Teenagers who do not know what they want to do for careers or education after high school graduation are common. Rare is a teen who takes it upon herself to help fellow students discover potential career paths before they graduate.
Enter Amanda Blythe, a senior at Fort Zumwalt West High School, who conducted a career fair at her school as her Girl Scout Gold Award Project.
The Girl Scout Gold Award is the highest national award that a Girl Scout Senior or Ambassador, girls in grades 9-12, can earn. Blythe is a Girl Scout Juliette, meaning that she is an individual Girl Scout, not part of a traditional troop.
“As I started to weigh my potential career possibilities, I realized a lot of my friends did not know what they wanted to study in college,” she said. “Also, I noticed that my school offered limited information to help students find a suitable career path.”
As part of her background research, Blythe investigated popular careers and surveyed her classmates to determine what careers interested them. She created a contact list of career representatives and invited them to come to her school one evening with information booths.
Blythe feels she succeeded in helping many of her friends and classmates with an important life decision. “A lot of them walked away with a better grasp of what they wish to pursue in college. Many students even left the fair with new career possibilities.”
Earning the Girl Scout Gold Award requires a suggested 80 hours of planning and implementing a challenging, large-scale project that is innovative, engages others and has a lasting impact on its targeted community with an emphasis on sustainability.
“My project will be sustainable because I handed all of the materials, including the contact list, to my project advisor so the guidance department, in conjunction with the National Honor Society, will continue to host the career fair each year.” She also contacted area businesses and career representatives and asked them to consider attending future career fairs.
Blythe said her project posed some difficulties, such as finding businesses and individuals to contact and getting them to respond to her. She also realized the importance of having alternate contacts for the career representatives.
A major lesson she learned from her project is, “You have to be very flexible and willing to work with others. Sometimes, you have to deviate from your plan.”

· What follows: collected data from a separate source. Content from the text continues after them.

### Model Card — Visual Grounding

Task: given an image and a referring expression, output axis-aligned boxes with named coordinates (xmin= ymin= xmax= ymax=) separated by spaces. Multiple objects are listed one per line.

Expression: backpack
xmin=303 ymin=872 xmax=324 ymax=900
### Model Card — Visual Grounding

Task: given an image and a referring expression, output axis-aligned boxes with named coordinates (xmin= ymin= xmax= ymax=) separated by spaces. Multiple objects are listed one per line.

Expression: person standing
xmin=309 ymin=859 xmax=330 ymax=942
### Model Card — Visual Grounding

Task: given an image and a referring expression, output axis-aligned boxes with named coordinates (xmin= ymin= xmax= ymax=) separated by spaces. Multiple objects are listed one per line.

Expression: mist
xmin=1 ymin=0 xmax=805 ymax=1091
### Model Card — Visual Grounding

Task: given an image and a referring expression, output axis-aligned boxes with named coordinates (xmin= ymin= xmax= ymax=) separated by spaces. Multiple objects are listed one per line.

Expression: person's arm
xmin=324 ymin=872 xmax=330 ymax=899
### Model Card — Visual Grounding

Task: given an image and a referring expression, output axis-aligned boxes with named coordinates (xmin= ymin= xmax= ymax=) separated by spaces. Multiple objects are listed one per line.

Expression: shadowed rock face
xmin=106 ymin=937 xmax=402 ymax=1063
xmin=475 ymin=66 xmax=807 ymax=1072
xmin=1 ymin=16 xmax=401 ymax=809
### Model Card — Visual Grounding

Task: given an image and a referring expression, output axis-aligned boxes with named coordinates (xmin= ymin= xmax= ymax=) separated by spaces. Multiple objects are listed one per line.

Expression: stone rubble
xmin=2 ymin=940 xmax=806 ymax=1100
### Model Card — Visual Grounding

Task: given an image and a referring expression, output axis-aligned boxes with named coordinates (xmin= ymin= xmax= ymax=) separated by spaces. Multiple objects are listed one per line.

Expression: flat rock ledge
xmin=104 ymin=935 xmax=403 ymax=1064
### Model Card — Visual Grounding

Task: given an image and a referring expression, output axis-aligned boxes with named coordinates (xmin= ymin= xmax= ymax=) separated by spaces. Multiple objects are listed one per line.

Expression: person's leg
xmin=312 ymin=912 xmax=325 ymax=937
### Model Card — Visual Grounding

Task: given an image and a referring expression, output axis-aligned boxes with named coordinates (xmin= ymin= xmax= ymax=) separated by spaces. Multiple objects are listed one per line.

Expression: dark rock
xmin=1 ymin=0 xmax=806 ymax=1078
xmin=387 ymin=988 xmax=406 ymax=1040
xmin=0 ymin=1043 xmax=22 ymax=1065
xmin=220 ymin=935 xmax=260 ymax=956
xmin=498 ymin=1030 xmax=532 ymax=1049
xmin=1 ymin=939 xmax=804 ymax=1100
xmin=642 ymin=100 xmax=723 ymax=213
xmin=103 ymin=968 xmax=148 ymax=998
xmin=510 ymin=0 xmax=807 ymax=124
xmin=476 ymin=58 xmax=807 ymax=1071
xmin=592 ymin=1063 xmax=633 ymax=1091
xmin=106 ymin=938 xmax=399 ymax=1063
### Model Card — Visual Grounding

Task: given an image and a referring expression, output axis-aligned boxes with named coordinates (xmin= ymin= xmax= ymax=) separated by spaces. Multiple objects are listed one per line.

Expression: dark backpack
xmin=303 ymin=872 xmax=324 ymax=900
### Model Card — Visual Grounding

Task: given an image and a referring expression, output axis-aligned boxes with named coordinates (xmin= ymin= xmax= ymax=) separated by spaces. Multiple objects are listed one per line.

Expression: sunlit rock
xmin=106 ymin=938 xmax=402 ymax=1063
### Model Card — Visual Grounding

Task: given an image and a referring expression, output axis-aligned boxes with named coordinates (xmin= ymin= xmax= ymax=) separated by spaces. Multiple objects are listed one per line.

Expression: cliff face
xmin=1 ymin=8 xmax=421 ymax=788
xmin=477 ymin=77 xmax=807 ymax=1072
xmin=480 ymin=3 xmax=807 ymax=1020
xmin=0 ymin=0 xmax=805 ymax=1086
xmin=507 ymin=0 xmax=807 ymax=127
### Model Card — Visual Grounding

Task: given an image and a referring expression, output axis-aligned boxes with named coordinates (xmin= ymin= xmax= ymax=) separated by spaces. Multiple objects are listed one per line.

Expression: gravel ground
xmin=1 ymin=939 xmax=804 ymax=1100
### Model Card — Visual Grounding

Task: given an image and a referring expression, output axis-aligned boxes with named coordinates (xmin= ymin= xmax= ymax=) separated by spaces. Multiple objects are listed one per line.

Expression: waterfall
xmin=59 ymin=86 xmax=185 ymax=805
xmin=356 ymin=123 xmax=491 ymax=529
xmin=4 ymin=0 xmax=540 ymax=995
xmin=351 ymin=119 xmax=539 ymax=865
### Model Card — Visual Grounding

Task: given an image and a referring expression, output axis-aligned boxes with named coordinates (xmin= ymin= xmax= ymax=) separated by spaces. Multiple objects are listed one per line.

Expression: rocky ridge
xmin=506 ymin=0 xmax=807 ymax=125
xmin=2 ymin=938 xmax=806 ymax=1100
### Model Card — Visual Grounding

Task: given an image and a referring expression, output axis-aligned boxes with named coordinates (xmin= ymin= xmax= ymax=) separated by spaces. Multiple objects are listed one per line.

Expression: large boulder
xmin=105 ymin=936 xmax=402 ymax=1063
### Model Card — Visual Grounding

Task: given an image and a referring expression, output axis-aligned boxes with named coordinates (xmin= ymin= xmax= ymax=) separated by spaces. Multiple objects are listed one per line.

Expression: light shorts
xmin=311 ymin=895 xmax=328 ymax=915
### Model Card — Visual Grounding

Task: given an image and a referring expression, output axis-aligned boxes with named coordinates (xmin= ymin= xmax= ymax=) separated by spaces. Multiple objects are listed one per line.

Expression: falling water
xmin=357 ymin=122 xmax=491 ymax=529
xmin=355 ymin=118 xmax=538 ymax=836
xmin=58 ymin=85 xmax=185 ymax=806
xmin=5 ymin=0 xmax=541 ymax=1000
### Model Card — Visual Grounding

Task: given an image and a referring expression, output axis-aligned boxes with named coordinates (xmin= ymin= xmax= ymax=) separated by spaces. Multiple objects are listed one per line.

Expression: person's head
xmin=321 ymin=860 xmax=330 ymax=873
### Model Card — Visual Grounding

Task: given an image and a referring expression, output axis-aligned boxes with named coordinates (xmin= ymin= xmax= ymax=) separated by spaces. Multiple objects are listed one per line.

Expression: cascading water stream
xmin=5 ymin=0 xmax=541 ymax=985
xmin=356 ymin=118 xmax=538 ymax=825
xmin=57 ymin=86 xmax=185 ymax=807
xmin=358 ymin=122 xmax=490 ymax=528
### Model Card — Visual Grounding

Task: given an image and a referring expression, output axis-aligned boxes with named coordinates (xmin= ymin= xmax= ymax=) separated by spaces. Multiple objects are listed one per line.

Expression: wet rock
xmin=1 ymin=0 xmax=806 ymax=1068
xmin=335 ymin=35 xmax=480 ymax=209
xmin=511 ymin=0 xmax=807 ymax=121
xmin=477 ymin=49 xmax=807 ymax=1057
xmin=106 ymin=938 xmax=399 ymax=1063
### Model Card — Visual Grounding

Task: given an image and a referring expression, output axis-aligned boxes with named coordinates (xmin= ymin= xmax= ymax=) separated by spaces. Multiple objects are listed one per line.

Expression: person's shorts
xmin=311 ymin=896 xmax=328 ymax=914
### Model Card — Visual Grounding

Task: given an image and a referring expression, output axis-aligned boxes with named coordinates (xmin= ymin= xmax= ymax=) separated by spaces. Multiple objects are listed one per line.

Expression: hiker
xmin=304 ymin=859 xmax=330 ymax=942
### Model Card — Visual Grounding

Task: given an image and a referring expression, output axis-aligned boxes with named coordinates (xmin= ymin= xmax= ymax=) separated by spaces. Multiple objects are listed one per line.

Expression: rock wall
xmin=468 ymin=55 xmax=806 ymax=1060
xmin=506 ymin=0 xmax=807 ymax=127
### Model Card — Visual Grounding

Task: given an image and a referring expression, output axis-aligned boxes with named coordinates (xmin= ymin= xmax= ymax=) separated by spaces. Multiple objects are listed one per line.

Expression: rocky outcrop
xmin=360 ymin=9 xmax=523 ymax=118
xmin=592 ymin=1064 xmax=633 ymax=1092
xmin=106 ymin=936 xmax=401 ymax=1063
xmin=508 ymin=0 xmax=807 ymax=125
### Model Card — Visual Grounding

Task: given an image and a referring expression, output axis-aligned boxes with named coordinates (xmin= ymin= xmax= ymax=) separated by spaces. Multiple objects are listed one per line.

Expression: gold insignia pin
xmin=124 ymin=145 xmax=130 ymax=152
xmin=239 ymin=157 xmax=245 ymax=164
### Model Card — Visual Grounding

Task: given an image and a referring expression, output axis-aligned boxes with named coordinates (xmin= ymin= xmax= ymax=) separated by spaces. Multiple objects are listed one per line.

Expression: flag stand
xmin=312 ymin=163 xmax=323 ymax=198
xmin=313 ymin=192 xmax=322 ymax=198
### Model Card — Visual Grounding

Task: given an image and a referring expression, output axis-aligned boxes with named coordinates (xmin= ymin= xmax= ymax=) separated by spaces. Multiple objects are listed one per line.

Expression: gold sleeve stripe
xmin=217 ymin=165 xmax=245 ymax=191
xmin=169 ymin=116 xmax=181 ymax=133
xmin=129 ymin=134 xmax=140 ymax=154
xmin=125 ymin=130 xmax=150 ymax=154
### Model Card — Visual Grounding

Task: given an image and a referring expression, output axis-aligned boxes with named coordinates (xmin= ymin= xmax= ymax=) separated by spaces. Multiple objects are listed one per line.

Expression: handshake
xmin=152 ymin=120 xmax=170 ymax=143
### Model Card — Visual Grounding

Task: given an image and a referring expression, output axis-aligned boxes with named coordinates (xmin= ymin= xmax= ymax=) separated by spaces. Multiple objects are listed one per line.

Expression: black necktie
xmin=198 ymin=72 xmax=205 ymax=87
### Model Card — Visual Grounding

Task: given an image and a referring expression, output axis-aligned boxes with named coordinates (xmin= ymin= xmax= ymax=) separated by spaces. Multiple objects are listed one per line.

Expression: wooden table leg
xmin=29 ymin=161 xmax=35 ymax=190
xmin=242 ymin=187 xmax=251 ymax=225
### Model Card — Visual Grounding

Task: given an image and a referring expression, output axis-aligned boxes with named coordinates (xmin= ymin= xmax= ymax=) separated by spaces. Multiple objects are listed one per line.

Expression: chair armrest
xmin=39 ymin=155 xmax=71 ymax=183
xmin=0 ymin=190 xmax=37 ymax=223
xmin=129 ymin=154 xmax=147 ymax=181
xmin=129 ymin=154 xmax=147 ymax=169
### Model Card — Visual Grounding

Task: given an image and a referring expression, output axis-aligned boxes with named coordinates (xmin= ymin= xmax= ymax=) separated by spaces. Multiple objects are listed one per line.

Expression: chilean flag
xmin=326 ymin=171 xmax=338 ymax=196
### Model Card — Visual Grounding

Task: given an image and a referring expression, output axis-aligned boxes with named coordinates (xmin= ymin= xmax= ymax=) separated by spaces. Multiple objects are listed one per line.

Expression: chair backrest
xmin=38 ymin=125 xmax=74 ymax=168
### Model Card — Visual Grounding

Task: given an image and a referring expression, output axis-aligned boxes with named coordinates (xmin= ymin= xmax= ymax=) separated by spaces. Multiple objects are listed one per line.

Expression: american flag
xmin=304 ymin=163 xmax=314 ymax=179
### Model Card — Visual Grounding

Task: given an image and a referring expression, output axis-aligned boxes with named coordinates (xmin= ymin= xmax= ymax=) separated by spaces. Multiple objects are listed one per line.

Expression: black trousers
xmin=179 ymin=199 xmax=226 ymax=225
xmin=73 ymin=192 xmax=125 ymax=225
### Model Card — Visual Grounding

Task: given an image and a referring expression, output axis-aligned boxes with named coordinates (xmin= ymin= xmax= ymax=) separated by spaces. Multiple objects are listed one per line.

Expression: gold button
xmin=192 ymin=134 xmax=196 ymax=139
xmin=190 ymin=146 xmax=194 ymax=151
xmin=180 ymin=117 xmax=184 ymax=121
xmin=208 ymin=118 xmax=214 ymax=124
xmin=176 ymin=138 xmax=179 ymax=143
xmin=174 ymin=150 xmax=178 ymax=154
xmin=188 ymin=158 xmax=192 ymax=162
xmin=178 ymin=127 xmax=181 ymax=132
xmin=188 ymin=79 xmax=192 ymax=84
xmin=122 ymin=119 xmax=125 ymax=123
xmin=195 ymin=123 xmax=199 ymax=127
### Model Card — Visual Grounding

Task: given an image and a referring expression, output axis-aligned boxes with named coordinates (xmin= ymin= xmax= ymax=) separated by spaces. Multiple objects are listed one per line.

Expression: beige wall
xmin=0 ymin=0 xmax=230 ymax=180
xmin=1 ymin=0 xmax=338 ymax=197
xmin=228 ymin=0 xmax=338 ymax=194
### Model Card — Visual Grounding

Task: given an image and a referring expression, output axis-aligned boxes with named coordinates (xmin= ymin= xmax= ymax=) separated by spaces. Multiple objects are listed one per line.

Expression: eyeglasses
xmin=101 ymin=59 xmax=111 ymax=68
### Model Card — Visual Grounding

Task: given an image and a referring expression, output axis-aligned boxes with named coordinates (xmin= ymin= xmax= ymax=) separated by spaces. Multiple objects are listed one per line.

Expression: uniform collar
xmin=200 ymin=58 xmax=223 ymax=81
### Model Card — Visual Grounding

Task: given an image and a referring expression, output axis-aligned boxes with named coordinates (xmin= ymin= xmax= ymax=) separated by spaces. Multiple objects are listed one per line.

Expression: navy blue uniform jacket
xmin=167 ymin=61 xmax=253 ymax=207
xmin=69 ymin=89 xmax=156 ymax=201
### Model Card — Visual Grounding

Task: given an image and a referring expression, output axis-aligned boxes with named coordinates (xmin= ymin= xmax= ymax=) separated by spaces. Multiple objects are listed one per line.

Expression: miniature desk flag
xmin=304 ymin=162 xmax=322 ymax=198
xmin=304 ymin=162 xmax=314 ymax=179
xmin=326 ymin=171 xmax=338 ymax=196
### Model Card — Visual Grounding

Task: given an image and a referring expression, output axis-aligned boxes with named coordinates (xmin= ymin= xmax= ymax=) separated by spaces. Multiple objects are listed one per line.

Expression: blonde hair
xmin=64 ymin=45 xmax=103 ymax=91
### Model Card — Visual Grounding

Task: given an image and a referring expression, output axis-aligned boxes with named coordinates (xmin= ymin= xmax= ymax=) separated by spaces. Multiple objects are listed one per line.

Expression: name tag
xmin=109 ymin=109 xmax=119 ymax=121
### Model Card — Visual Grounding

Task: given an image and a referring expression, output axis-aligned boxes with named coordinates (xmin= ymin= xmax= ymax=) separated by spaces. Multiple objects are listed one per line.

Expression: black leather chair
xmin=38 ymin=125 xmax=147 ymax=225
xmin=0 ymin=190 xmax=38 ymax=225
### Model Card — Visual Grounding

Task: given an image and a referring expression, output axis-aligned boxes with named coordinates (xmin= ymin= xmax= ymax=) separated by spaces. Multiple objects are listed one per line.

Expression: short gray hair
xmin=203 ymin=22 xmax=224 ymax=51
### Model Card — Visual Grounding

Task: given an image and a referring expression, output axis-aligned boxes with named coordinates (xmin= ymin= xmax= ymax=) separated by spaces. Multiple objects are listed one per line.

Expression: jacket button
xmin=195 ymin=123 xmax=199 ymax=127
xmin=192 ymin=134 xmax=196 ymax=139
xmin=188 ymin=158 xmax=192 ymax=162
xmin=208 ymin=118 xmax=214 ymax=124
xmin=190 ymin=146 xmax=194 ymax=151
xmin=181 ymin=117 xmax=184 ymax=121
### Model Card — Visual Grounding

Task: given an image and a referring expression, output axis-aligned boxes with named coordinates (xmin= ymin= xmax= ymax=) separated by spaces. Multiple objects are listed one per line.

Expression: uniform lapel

Earning the Girl Scout Gold Award puts girls among an exceptional group of women who have used their knowledge and leadership skills to make a difference in the world. Some of the Gold Awardee benefits are:
- A Girl Scout who has earned her Gold Award and enlists in the US armed forces, immediately rises one level in rank
- Colleges and universities recognize the achievements and leadership abilities of Girl Scout Gold Award recipients by offering scholarship programs
- Achievements of the Girl Scout Gold Award recipients are acknowledged by many government and non-profit organizations
Less than one percent of all Girl Scouts earn the Girl Scout Gold Award. With talent, passion, commitment and determination, they can make changes in their communities and impact people around the world. This year, 40 girls in eastern Missouri earned Gold Awards. They were recognized at a reception at Maritz in Fenton in June.